C’est le cas de Youssef, un comptable de 43 ans, qui raconte avoir longtemps ressenti qu’il vivait à l’écart des autres. Il ajoute : « Je pouvais me concentrer pendant des heures sur un sujet qui me passionnait, mais je peinais à comprendre certaines règles sociales implicites. »

Sur le plan professionnel, les conséquences sont également manifestes, car les environnements bruyants, imprévisibles ou à forte composante sociale peuvent être particulièrement éprouvants.

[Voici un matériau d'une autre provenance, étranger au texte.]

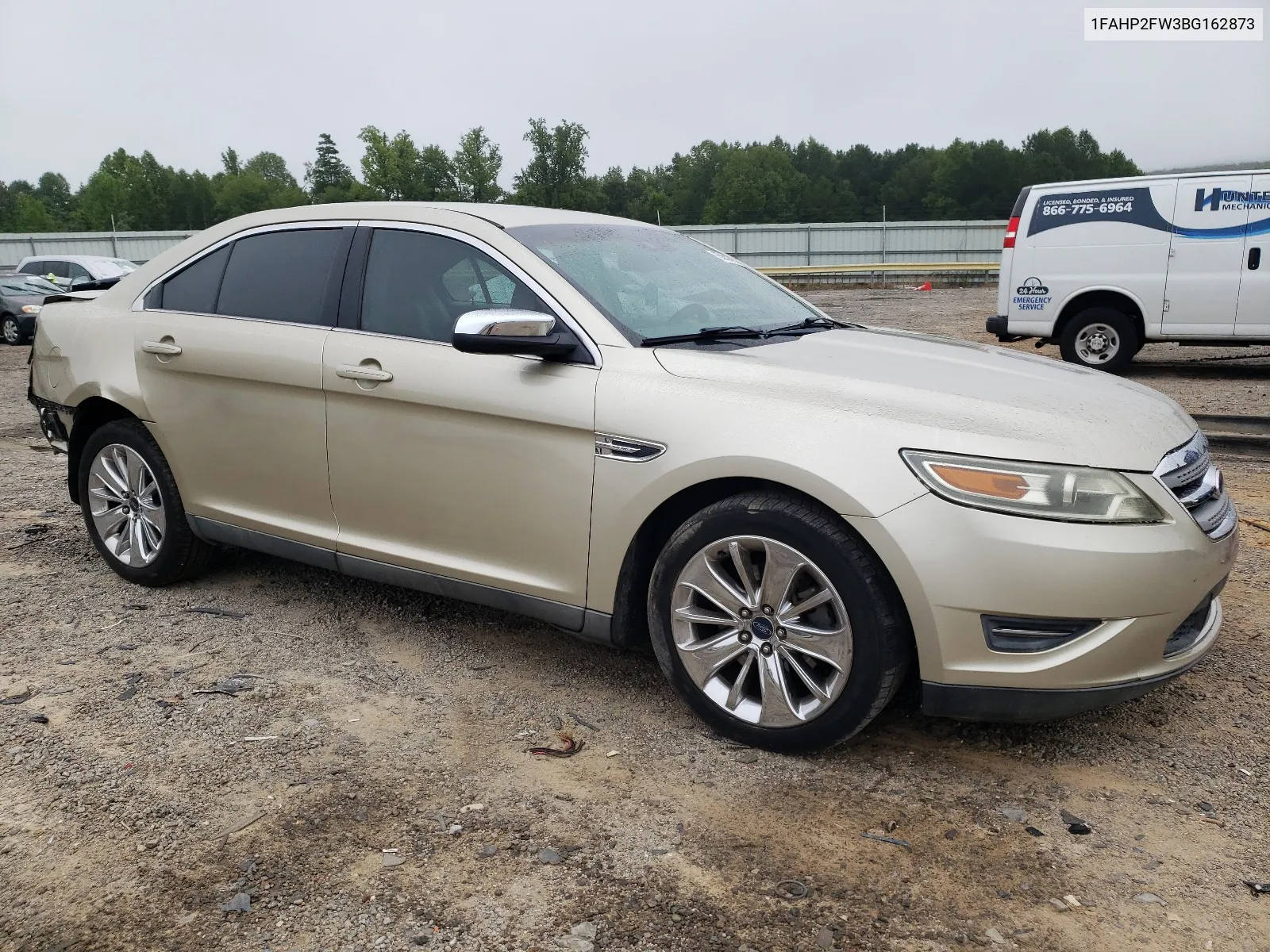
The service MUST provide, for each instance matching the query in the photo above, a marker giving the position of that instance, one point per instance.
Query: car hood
(954, 397)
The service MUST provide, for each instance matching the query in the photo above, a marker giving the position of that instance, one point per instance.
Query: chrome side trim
(579, 622)
(552, 612)
(628, 450)
(214, 531)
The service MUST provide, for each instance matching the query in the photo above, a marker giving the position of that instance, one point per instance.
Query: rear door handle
(349, 371)
(159, 347)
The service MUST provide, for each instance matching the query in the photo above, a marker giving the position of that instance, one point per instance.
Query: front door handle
(160, 347)
(349, 371)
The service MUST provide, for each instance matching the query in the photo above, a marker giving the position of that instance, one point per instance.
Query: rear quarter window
(194, 289)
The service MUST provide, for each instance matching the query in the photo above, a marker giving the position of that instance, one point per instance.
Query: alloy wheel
(761, 631)
(126, 505)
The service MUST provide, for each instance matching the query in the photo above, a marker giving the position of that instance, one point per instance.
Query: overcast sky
(647, 78)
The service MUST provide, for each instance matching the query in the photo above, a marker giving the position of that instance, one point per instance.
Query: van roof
(1156, 177)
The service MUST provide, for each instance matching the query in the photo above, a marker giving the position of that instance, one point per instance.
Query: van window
(279, 276)
(418, 285)
(194, 289)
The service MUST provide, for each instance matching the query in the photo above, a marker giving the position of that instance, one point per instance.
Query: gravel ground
(368, 719)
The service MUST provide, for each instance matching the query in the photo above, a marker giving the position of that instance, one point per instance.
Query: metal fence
(779, 247)
(770, 247)
(135, 245)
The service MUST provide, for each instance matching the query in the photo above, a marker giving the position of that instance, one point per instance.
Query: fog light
(1010, 634)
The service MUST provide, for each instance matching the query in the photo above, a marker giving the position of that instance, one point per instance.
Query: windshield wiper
(727, 333)
(810, 324)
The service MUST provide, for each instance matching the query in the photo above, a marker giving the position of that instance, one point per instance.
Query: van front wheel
(1100, 338)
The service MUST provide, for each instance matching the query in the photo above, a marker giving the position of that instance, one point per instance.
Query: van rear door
(1253, 319)
(1206, 257)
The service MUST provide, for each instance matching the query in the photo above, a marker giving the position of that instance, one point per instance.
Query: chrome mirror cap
(505, 323)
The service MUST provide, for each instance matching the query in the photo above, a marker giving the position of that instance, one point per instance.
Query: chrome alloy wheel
(762, 631)
(126, 505)
(1098, 343)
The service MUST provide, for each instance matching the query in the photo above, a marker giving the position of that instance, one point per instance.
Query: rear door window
(279, 276)
(194, 289)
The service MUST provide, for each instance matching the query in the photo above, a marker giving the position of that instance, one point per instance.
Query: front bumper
(954, 565)
(967, 702)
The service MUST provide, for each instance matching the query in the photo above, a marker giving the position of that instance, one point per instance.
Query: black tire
(181, 555)
(1124, 340)
(880, 631)
(10, 332)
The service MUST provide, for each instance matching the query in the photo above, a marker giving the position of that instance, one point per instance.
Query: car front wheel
(10, 330)
(775, 625)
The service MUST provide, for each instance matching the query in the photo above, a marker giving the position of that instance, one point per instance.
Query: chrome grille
(1189, 474)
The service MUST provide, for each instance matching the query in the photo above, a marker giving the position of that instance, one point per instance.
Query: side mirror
(512, 332)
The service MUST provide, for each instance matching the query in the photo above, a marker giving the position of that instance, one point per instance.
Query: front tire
(1102, 340)
(133, 508)
(775, 625)
(10, 330)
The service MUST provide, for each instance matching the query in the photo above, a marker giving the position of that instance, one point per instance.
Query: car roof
(78, 259)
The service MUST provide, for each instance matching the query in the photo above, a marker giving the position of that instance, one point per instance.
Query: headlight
(1039, 490)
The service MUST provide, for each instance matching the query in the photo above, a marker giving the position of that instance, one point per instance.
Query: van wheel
(133, 508)
(1100, 338)
(775, 625)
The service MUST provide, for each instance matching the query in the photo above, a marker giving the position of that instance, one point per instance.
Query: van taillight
(1011, 230)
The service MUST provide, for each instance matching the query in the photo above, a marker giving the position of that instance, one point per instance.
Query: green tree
(476, 165)
(32, 215)
(264, 182)
(397, 171)
(55, 192)
(756, 184)
(328, 178)
(556, 175)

Les spécialistes de l’association soulignent que « des difficultés relationnelles au travail sont souvent observées, avec des phases d’adaptation excessive suivies de périodes d’effondrement, menant à des parcours professionnels chaotiques et instables. » Ils affirment que ces difficultés sont souvent mal comprises par l’entourage professionnel, qui les attribue à tort à un manque de motivation ou d’engagement.

Malgré les tentatives de camouflage, certains signes demeurent, tels que la fatigue après des interactions sociales surchargées. Selon l’équipe médicale, ces manifestations sont encore souvent mal interprétées ou confondues avec de l’anxiété sociale ou de la dépression, ce qui cache le véritable fonctionnement neurologique de la personne.

La condition de Youssef n’a été diagnostiquée comme présentant des troubles du spectre autistique qu’après un long processus de consultation avec un spécialiste, ce qui lui a permis de comprendre son parcours et de mettre des mots sur ce qui ne pouvait être décrit auparavant, lui offrant également l’opportunité de ressentir un certain apaisement.

Selon l’équipe pluridisciplinaire, le diagnostic de troubles du spectre autistique à l’âge adulte est souvent une étape déterminante car ce diagnostic ne change pas la personne elle-même, mais modifie sa perception d’elle-même.

Face à ces réalités, la question de la prise en charge de cette maladie apparaît comme primordiale. Sur le plan thérapeutique et médical, les experts du groupe affirment qu’il n’existe pas de traitement pour les troubles du spectre autistique ; la prise en charge doit donc principalement viser à améliorer la qualité de vie et à gérer les difficultés qui y sont associées.

À cet égard, certaines thérapies visant à traiter l’anxiété, la dépression ou les troubles du sommeil peuvent atténuer la souffrance liée à ces troubles sans modifier la nature fonctionnelle de l’autisme en lui-même.

De plus, l’accompagnement repose principalement sur des approches non médicamenteuses, incluant notamment des thérapies cognitivo-comportementales spécifiques, l’éducation psychologique, l’apprentissage de stratégies d’organisation et de gestion de l’énergie, ainsi qu’un soutien psychologique. L’importance des thérapies spécialisées se révèle également significative, en particulier en ce qui concerne l’évaluation orthophonique (communication, langage et compréhension implicite) et la rééducation psychomotrice (organisation corporelle, gestion sensorielle et coordination).

Il est à noter qu’en dépit des efforts de sensibilisation, l’autisme demeure un trouble très présent mais souvent mal compris et entouré de préjugés, ce qui entrave l’intégration et impacte le diagnostic et la prise en charge.